Phenomenology of coupled non linear oscillators

TL;DR

This paper investigates the complex patterns and information processing capabilities of a ring of coupled nonlinear oscillators using entropic measures, revealing behaviors similar to cellular automata and analyzing system stability and parameter effects.

Contribution

It introduces a detailed analysis of coupled nonlinear oscillators' information dynamics using Lempel-Ziv entropy and stability measures, extending cellular automata concepts to continuous parameter spaces.

Findings

Complex spatial and temporal patterns resemble cellular automata behaviors.

System stability varies with initial conditions and control parameters.

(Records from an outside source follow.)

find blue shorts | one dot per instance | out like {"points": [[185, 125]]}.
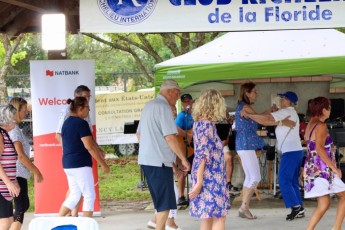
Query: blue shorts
{"points": [[161, 185]]}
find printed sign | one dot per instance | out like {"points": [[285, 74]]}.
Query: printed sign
{"points": [[52, 83], [208, 15], [113, 110]]}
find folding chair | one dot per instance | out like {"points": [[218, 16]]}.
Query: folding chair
{"points": [[63, 223]]}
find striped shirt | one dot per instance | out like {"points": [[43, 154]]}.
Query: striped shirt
{"points": [[8, 159]]}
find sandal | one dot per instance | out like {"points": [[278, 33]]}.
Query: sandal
{"points": [[246, 214]]}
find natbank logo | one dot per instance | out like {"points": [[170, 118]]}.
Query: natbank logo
{"points": [[52, 73], [127, 12]]}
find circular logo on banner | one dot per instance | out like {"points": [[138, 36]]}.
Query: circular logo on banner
{"points": [[127, 12]]}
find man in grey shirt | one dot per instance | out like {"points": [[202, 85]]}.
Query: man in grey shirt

Density of digits over time provides insights into system dynamics.

Abstract

A recently introduced model of coupled non linear oscillators in a ring is revisited in terms of its information processing capabilities. The use of Lempel-Ziv based entropic measures allows to study thoroughly the complex patterns appearing in the system for different values of the control parameters. Such behaviors, resembling cellular automata, have been characterized both spatially and temporally. Information distance is used to study the stability of the system to perturbations in the initial conditions and in the control parameters. The latter is not an issue in cellular automata theory, where the rules form a numerable set, contrary to the continuous nature of the parameter space in the system studied in this contribution. The variation in the density of the digits, as a function of time is also studied. Local transitions in the control parameter space are also discussed.